It turns out taking a cold shower to receive the benefits is only 2 minutes. It’s simple, right? Turn the tap to cold, deal with the short term shock, and then get out and dry yourself.
That’s what I once thought, but there’s actually a lot more to it. Especially if you want to build up tolerance properly and make cold showers a cornerstone of your morning routine…
Intrigued to understand if they’re doing it correctly, people often ask questions about how how long for and what if scenarios.
While it’s pleasing to hear that people have taken note of the health benefits that come with cold exposure, I feel it’s important to understand that, like anything, you condition yourself before you go all in.
I made this mistake myself.
What mistake did I make?
I first became interested in the Wim Hof Method after listening to a podcast Tim Ferriss did with Wim Hof.
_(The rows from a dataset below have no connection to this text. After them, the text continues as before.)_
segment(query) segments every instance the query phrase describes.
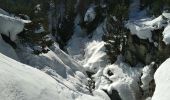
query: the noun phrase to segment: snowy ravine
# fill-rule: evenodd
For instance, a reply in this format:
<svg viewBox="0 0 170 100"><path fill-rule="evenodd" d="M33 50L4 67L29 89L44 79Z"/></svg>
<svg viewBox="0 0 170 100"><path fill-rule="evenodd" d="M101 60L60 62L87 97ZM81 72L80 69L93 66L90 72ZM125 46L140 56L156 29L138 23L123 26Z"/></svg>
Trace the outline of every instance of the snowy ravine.
<svg viewBox="0 0 170 100"><path fill-rule="evenodd" d="M14 41L25 22L30 21L2 15L0 22L0 31ZM5 26L8 24L11 26ZM10 32L10 35L6 32ZM63 52L57 43L49 48L47 54L34 55L31 48L18 42L19 47L14 50L1 36L0 41L0 100L82 100L84 96L91 100L104 98L98 96L100 93L90 95L83 67Z"/></svg>
<svg viewBox="0 0 170 100"><path fill-rule="evenodd" d="M65 20L64 2L58 4L61 6L59 15L62 21ZM107 5L103 5L103 8L105 6ZM169 100L170 58L167 58L170 48L170 13L147 17L146 9L140 11L140 0L131 0L129 8L129 20L122 25L129 31L123 37L131 36L136 41L127 38L127 44L132 47L126 45L124 51L128 53L126 51L132 48L132 61L139 60L133 56L143 54L141 59L144 58L149 63L139 61L133 66L126 61L124 52L111 63L106 48L108 42L103 40L103 36L107 33L108 24L114 24L118 20L111 15L114 20L112 22L103 14L103 20L93 23L98 18L93 4L87 7L83 16L79 13L74 16L73 35L63 47L56 42L58 37L49 33L53 43L44 47L47 52L42 50L39 54L34 54L35 48L42 49L44 45L41 47L32 42L31 45L29 42L22 43L18 38L19 33L29 30L26 24L31 23L31 20L24 20L0 9L0 100ZM54 31L53 24L58 23L56 16L51 11L48 17L49 30ZM87 26L91 23L95 25L88 31ZM39 29L35 28L31 32L45 32L45 27L41 23L39 25ZM159 41L153 39L155 30L160 32L160 37L157 37ZM4 35L17 47L7 43ZM114 33L112 35L118 36ZM109 41L116 42L112 39ZM155 55L152 51L156 52ZM167 55L165 58L164 52ZM157 58L153 60L150 57ZM167 60L162 63L165 59ZM160 67L157 62L162 63Z"/></svg>

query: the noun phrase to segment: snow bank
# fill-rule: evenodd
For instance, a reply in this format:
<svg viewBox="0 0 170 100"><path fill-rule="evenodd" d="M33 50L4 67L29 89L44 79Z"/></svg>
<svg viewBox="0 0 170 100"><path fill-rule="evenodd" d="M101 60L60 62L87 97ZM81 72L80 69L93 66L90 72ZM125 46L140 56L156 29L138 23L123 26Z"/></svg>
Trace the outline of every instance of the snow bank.
<svg viewBox="0 0 170 100"><path fill-rule="evenodd" d="M157 69L154 75L156 89L152 100L169 100L170 98L170 58Z"/></svg>
<svg viewBox="0 0 170 100"><path fill-rule="evenodd" d="M111 95L112 90L118 91L122 100L138 100L140 68L131 68L125 63L108 65L103 71L93 75L95 87L107 90Z"/></svg>
<svg viewBox="0 0 170 100"><path fill-rule="evenodd" d="M1 100L75 100L72 91L49 75L0 53Z"/></svg>
<svg viewBox="0 0 170 100"><path fill-rule="evenodd" d="M20 60L46 72L61 84L74 91L88 93L83 67L54 44L46 54L34 55L32 49L20 45L17 50Z"/></svg>
<svg viewBox="0 0 170 100"><path fill-rule="evenodd" d="M129 21L125 26L130 29L132 35L137 35L140 39L149 39L150 42L153 42L151 31L166 26L165 22L166 20L160 15L155 19Z"/></svg>

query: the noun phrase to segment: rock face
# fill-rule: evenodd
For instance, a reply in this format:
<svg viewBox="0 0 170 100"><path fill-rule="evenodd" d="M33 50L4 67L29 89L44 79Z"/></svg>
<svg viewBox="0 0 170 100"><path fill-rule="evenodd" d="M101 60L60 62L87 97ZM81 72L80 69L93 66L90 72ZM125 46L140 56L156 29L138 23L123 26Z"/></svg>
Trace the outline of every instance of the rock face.
<svg viewBox="0 0 170 100"><path fill-rule="evenodd" d="M163 29L152 31L154 41L152 43L135 35L128 35L127 47L124 53L125 60L131 65L136 65L138 62L147 65L152 61L160 64L166 60L170 55L170 46L165 45L162 41L162 32Z"/></svg>

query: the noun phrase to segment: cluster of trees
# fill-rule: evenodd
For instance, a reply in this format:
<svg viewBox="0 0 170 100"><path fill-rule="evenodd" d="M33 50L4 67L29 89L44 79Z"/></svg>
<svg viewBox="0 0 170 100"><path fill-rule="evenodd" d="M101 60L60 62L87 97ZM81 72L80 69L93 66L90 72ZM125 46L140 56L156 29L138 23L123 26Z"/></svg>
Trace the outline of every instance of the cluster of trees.
<svg viewBox="0 0 170 100"><path fill-rule="evenodd" d="M126 47L128 30L124 27L124 22L128 20L130 0L110 0L108 3L103 40L106 42L106 53L110 62L114 63Z"/></svg>

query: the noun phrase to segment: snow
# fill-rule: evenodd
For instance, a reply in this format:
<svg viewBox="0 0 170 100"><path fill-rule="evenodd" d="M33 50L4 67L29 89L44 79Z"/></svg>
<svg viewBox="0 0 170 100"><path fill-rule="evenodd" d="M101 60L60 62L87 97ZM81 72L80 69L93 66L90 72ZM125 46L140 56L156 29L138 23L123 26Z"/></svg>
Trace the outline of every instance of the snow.
<svg viewBox="0 0 170 100"><path fill-rule="evenodd" d="M153 77L154 77L153 65L154 64L155 63L152 62L150 65L145 66L142 70L143 75L141 77L141 82L142 82L141 88L144 92L149 91L149 84L153 80Z"/></svg>
<svg viewBox="0 0 170 100"><path fill-rule="evenodd" d="M170 58L160 65L154 75L156 89L152 100L169 100L170 98Z"/></svg>
<svg viewBox="0 0 170 100"><path fill-rule="evenodd" d="M163 15L165 18L170 19L170 13L163 12L162 15Z"/></svg>
<svg viewBox="0 0 170 100"><path fill-rule="evenodd" d="M16 35L23 30L25 23L30 21L0 13L0 33L9 36L12 41L16 40Z"/></svg>
<svg viewBox="0 0 170 100"><path fill-rule="evenodd" d="M163 31L163 41L165 44L170 44L170 24Z"/></svg>
<svg viewBox="0 0 170 100"><path fill-rule="evenodd" d="M112 75L108 75L108 71ZM120 62L108 65L103 71L93 75L96 84L95 87L101 90L107 90L109 94L116 90L122 100L138 100L140 68L131 68L127 64Z"/></svg>
<svg viewBox="0 0 170 100"><path fill-rule="evenodd" d="M20 45L17 55L21 62L46 72L71 90L88 93L83 67L63 52L56 43L48 49L50 51L46 54L34 55L31 48Z"/></svg>
<svg viewBox="0 0 170 100"><path fill-rule="evenodd" d="M94 7L88 8L84 17L84 21L92 22L95 18L96 18L96 12Z"/></svg>
<svg viewBox="0 0 170 100"><path fill-rule="evenodd" d="M125 26L130 29L132 35L137 35L140 39L149 39L152 40L152 31L155 29L161 29L166 26L166 20L163 19L163 16L160 15L155 19L140 19L140 20L131 20Z"/></svg>
<svg viewBox="0 0 170 100"><path fill-rule="evenodd" d="M0 35L0 53L12 59L18 60L15 50L2 39L1 35Z"/></svg>
<svg viewBox="0 0 170 100"><path fill-rule="evenodd" d="M106 53L104 52L105 42L92 41L86 44L85 47L85 60L84 67L88 71L97 72L100 67L105 67L106 62L104 62L104 57Z"/></svg>
<svg viewBox="0 0 170 100"><path fill-rule="evenodd" d="M75 100L78 95L44 72L1 53L0 90L2 100Z"/></svg>

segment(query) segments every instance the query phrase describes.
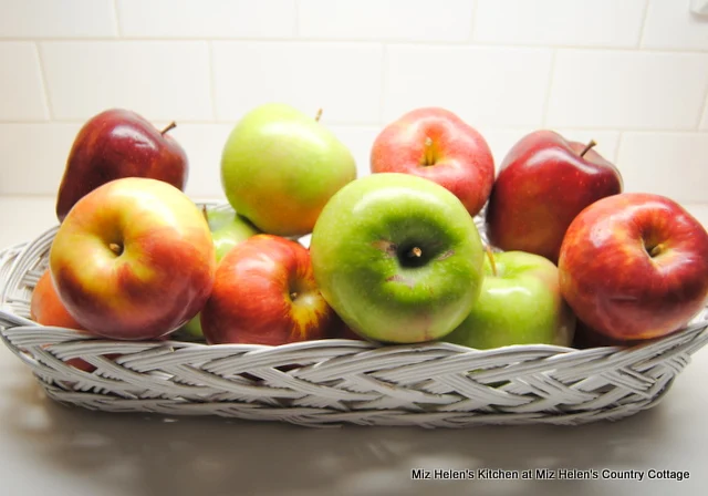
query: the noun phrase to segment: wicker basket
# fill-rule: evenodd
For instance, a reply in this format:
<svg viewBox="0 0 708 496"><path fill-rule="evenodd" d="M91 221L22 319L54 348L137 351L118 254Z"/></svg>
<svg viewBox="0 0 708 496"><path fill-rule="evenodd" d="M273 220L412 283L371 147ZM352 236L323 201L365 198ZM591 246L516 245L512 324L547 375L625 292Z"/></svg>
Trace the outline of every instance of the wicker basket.
<svg viewBox="0 0 708 496"><path fill-rule="evenodd" d="M208 205L208 208L228 208ZM478 224L479 225L479 224ZM110 412L221 415L309 426L581 424L657 404L708 340L708 309L686 329L632 348L450 343L280 347L123 342L29 320L52 228L0 259L0 335L61 403ZM115 360L106 354L119 354ZM96 370L66 364L81 358Z"/></svg>

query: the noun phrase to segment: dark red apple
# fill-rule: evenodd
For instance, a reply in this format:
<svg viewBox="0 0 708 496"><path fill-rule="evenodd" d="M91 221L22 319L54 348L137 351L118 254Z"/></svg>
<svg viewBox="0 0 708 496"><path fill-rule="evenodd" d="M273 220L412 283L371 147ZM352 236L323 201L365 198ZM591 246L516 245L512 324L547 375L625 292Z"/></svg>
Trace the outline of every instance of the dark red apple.
<svg viewBox="0 0 708 496"><path fill-rule="evenodd" d="M201 310L209 344L285 344L324 339L336 324L302 245L256 235L219 262L211 296Z"/></svg>
<svg viewBox="0 0 708 496"><path fill-rule="evenodd" d="M371 154L373 173L405 173L433 180L475 216L489 198L494 159L473 127L445 108L418 108L386 126Z"/></svg>
<svg viewBox="0 0 708 496"><path fill-rule="evenodd" d="M561 292L580 320L613 340L666 335L708 299L708 232L659 195L623 193L581 211L559 260Z"/></svg>
<svg viewBox="0 0 708 496"><path fill-rule="evenodd" d="M74 140L56 198L64 220L84 195L122 177L164 180L184 190L188 162L183 147L132 111L112 108L87 121Z"/></svg>
<svg viewBox="0 0 708 496"><path fill-rule="evenodd" d="M535 131L504 157L487 208L492 245L558 264L568 226L592 203L622 192L620 170L594 149Z"/></svg>

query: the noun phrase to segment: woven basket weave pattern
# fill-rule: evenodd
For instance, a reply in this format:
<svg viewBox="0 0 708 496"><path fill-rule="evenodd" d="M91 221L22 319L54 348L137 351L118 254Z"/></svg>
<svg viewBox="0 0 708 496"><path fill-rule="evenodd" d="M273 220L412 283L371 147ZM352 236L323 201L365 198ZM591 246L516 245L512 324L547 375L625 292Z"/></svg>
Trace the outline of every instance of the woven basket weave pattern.
<svg viewBox="0 0 708 496"><path fill-rule="evenodd" d="M351 340L210 347L77 339L74 331L29 320L32 290L48 266L55 231L2 252L0 337L50 397L92 410L310 426L580 424L655 405L708 341L708 310L680 332L627 349L479 351L450 343L377 347ZM73 358L96 370L66 364Z"/></svg>

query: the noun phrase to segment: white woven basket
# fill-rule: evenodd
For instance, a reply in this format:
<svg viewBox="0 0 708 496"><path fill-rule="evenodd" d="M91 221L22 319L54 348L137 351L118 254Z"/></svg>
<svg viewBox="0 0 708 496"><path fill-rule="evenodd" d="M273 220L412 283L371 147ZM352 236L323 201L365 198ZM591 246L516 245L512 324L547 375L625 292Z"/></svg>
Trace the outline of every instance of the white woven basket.
<svg viewBox="0 0 708 496"><path fill-rule="evenodd" d="M223 206L208 208L228 208ZM480 225L480 224L478 224ZM632 348L450 343L281 347L81 338L29 320L52 228L0 254L0 337L61 403L110 412L221 415L309 426L581 424L654 406L708 341L708 309L686 329ZM106 354L119 354L110 360ZM65 360L96 366L83 372Z"/></svg>

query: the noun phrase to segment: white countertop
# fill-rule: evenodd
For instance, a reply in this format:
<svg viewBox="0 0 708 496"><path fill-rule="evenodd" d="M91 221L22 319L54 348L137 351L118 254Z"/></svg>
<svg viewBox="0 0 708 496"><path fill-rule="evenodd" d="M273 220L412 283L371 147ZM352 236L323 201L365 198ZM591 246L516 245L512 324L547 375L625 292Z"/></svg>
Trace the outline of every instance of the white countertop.
<svg viewBox="0 0 708 496"><path fill-rule="evenodd" d="M55 223L53 198L1 198L0 247ZM704 220L705 221L705 220ZM147 495L575 495L705 494L708 351L652 410L573 427L316 430L218 417L108 414L43 396L30 370L0 345L0 494ZM687 471L683 482L427 480L413 468L531 467Z"/></svg>

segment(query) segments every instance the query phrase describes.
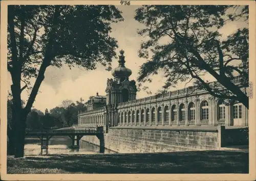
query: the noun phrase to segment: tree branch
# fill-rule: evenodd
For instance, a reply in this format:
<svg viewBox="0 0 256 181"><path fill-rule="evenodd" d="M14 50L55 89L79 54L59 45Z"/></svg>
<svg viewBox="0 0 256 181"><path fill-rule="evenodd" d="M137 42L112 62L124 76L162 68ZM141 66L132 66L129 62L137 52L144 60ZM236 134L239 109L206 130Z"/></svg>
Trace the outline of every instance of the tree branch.
<svg viewBox="0 0 256 181"><path fill-rule="evenodd" d="M225 73L223 65L223 53L220 46L220 41L219 40L216 40L216 41L217 43L217 50L219 53L219 62L220 62L220 75L223 76Z"/></svg>
<svg viewBox="0 0 256 181"><path fill-rule="evenodd" d="M23 81L23 82L24 82L24 83L25 83L25 84L26 84L26 85L24 85L24 86L23 86L23 87L22 87L22 89L20 89L20 92L21 92L21 93L22 93L22 92L23 91L23 90L24 90L26 88L28 87L28 84L27 84L27 83L26 83L25 81L24 81L24 80L22 80L22 79L20 79L20 80L21 80L22 81Z"/></svg>
<svg viewBox="0 0 256 181"><path fill-rule="evenodd" d="M226 62L225 63L225 64L224 65L224 67L226 66L227 64L228 63L229 63L232 60L241 60L241 58L232 58L229 59L228 60L227 60L227 61L226 61Z"/></svg>
<svg viewBox="0 0 256 181"><path fill-rule="evenodd" d="M16 37L15 36L15 32L14 30L14 23L13 19L14 18L14 7L10 6L8 7L8 25L9 31L10 32L10 37L11 38L11 50L12 52L12 61L14 63L13 65L15 66L15 64L18 61L17 52L17 43L16 42Z"/></svg>
<svg viewBox="0 0 256 181"><path fill-rule="evenodd" d="M30 43L30 45L29 46L29 49L28 49L28 51L27 51L27 53L26 55L24 56L24 59L23 63L25 61L26 61L28 58L29 57L30 55L31 55L30 54L30 52L31 51L31 50L33 48L33 46L34 46L34 43L35 43L35 40L36 39L36 33L37 32L38 29L37 29L34 25L33 24L33 22L31 22L31 25L33 26L34 28L34 35L33 36L33 39L31 41L31 43Z"/></svg>
<svg viewBox="0 0 256 181"><path fill-rule="evenodd" d="M53 56L52 47L53 42L55 40L55 32L56 31L56 29L57 28L56 25L57 24L58 17L59 16L59 6L55 6L53 19L53 28L50 32L49 40L45 52L45 57L44 57L42 63L39 70L37 78L36 78L35 84L34 84L32 89L31 93L30 94L28 102L27 102L27 105L25 108L25 111L27 112L29 112L30 111L30 109L33 105L33 103L35 101L35 97L36 97L38 92L40 85L45 79L45 72L46 70L46 68L51 64L51 60Z"/></svg>
<svg viewBox="0 0 256 181"><path fill-rule="evenodd" d="M213 91L212 89L209 86L209 85L208 83L205 82L203 79L202 79L199 76L198 76L197 75L196 73L195 73L194 71L193 71L192 70L191 70L190 66L189 66L189 63L188 63L189 59L187 58L187 57L186 57L186 62L187 62L187 63L186 63L187 64L187 70L188 70L188 72L189 72L192 78L195 78L195 79L196 79L199 80L199 81L200 81L200 82L203 84L204 88L205 88L205 89L209 92L210 95L211 95L211 96L212 96L215 97L218 97L218 98L221 98L221 99L236 99L236 100L237 99L237 97L236 97L235 96L227 96L227 95L218 95L218 94L216 94L214 92L214 91ZM194 74L194 73L195 74Z"/></svg>

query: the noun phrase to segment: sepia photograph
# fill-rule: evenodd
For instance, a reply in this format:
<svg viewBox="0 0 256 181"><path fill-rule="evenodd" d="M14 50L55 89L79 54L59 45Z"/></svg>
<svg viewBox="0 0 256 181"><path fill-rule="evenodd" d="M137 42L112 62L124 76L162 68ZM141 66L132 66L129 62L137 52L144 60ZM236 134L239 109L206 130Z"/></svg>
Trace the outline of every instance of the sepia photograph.
<svg viewBox="0 0 256 181"><path fill-rule="evenodd" d="M209 2L3 1L1 179L254 180L255 4Z"/></svg>

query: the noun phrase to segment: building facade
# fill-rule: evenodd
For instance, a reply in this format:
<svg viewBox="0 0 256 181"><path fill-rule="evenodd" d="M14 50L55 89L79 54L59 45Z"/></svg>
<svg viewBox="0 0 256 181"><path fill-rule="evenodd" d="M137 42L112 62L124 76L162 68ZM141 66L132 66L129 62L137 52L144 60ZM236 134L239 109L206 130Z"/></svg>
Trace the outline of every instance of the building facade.
<svg viewBox="0 0 256 181"><path fill-rule="evenodd" d="M227 104L193 86L136 99L136 82L129 80L132 71L124 65L124 51L120 53L114 79L107 80L106 96L90 97L88 111L78 115L79 127L248 126L248 110L242 103ZM241 78L232 81L239 85ZM248 87L241 88L248 92Z"/></svg>

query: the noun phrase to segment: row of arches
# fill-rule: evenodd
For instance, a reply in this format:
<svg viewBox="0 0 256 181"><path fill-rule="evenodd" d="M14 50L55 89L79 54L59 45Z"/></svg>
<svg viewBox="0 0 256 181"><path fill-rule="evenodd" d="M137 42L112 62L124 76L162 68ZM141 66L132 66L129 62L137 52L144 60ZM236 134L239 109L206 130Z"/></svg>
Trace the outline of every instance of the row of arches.
<svg viewBox="0 0 256 181"><path fill-rule="evenodd" d="M84 116L80 117L78 124L80 125L87 124L103 124L104 120L104 115Z"/></svg>
<svg viewBox="0 0 256 181"><path fill-rule="evenodd" d="M218 120L225 119L225 105L223 101L218 101ZM180 124L185 124L186 120L189 124L195 124L197 119L196 112L199 111L200 115L197 117L202 121L203 124L207 124L209 122L209 107L207 101L203 100L200 105L199 109L197 109L196 104L194 102L189 102L187 105L184 103L180 104L178 107L176 104L165 105L164 106L153 107L140 110L131 110L118 112L118 123L137 124L139 122L144 124L154 123L168 123L171 121L174 124L179 122Z"/></svg>

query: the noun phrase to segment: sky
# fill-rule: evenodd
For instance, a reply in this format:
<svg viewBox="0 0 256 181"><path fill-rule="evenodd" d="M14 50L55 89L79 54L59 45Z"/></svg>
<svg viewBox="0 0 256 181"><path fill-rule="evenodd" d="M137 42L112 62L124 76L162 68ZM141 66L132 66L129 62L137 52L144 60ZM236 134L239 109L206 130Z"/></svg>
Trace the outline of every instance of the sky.
<svg viewBox="0 0 256 181"><path fill-rule="evenodd" d="M122 12L123 21L112 24L112 32L111 36L114 37L118 41L119 48L116 50L117 55L119 55L121 50L124 51L125 56L125 66L131 69L133 72L130 77L130 80L136 80L139 66L146 61L146 59L140 58L138 56L138 51L141 42L144 40L143 37L137 34L137 29L141 29L143 25L136 21L134 17L135 10L139 6L129 6L117 7ZM225 26L220 33L223 37L233 33L238 28L246 26L243 22L231 22ZM118 60L113 58L112 67L118 66ZM82 98L86 101L89 97L96 95L105 95L105 89L106 87L107 78L113 78L111 72L108 72L104 68L98 66L97 69L93 71L86 71L78 67L70 70L67 66L64 65L60 69L54 66L48 67L45 74L45 79L39 88L39 93L37 95L33 104L33 108L44 112L47 108L50 110L56 106L61 105L61 102L65 100L71 100L74 102ZM150 90L154 94L158 89L161 89L164 85L162 74L152 77L153 81L151 83L144 84L148 86ZM205 79L211 81L214 80L211 76L205 77ZM12 84L11 78L9 75L8 82L9 86ZM32 85L34 82L31 81ZM175 89L185 88L186 82L178 84ZM191 83L186 85L186 87L191 85ZM10 89L10 87L8 87ZM172 90L172 89L171 89ZM141 90L137 93L137 98L140 99L148 96L147 93ZM22 94L23 100L27 100L28 95L24 91Z"/></svg>

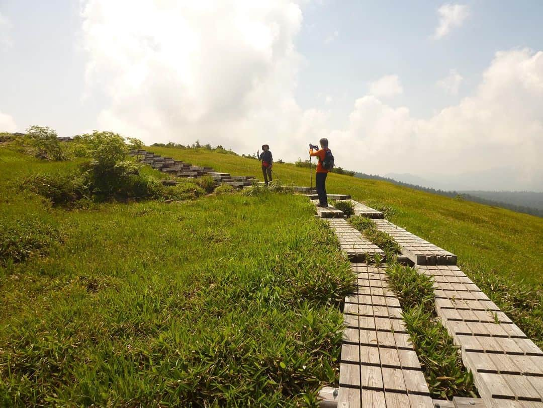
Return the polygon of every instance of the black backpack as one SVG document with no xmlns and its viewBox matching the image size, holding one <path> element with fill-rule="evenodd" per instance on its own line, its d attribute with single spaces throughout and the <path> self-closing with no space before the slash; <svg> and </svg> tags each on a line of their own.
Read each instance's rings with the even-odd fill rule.
<svg viewBox="0 0 543 408">
<path fill-rule="evenodd" d="M 324 160 L 323 160 L 321 165 L 325 170 L 332 171 L 332 169 L 334 167 L 334 156 L 332 154 L 332 150 L 330 149 L 326 149 L 326 154 L 324 156 Z"/>
</svg>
As a continuation of the Wim interview, Tim had one of his close friends on his podcast a few episodes later. They had both recently completely the Wim Hof method and were discussing cold showers and then ice baths, describing the exhilaration that goes with it, and the touted health benefits.
This sparked my interest further, so the very next day, in the middle of winter in cold Melbourne, I decided to have a cold shower. I forced my way through it, shivered, and while I felt awake and ready for the day, I’d clearly crossed a line my body was not yet prepared for.
I couldn’t get myself warm for hours, and when I finally did, I was fatigued for the rest of the day. An experience like that was enough to put me off, at least for a few months!
After continuing to research the Wim Hof Method, I finally decided to go all in. I then started to think about the cold showers and ice baths that were to come. How was I to cope with the cold showers for 10 full weeks?
How to condition yourself one step at a time
It seems obvious now, but getting the body conditioned to the cold doesn’t start with a full cold shower. Nor is a full cold shower required to get all the benefits.
It’s a build over several weeks, like any other type of conditioning. For example, if you were training for a 200 kilometre ride you wouldn’t just go out and ride 200 kilometres from the get go.
You would do some training to build into it, perhaps starting with 50 kilometres, then 100 kilometres and so on. This is steadily conditioning the body, something we often neglect when we’re jumping into a new thing.
The same goes for cold showers and cold exposure, so how should you approach it?
My recommended approach is to start off with 30 seconds of 100 percent cold at the end of your typical shower. You might do this for a week or two until you’re prepared to make it to a full minute.
Then, after another week or two, you would start with the cold water running and do one minute cold upfront, turn to warm in the middle part of the shower, and then one minute of cold at the end.
It turns out, to get many of the benefits from cold showers you don’t actually need to stand under the cold for minutes on end. A full two minutes at the end of each shower will do the trick.
Don’t forget to prepare yourself mentally
One of the core pillars of the Wim Hof Method is concentration and focus. This applies when preparing yourself for the cold. Reflecting on my original cold shower attempt, one of the mistakes I made was not preparing myself mentally; I just stepped in a tried to embrace the shock.
Before stepping directly into a cold shower it’s important to spent a minute or so preparing yourself. You can do this by taking in some deep breaths and closing your eyes, getting yourself mentally ready for a shock. This will make the initial shock more palatable while also tuning your focus skills.
The same could apply at the end of your shower.
Take some deep breaths, focus, and turn the taps to cold. You will be surprised how this type of mental preparation for a cold shower in the morning can spill over into other important activities for the day.
These focus skills also align to Wim’s belief that human beings can actually control their immune systems through focus and breathing.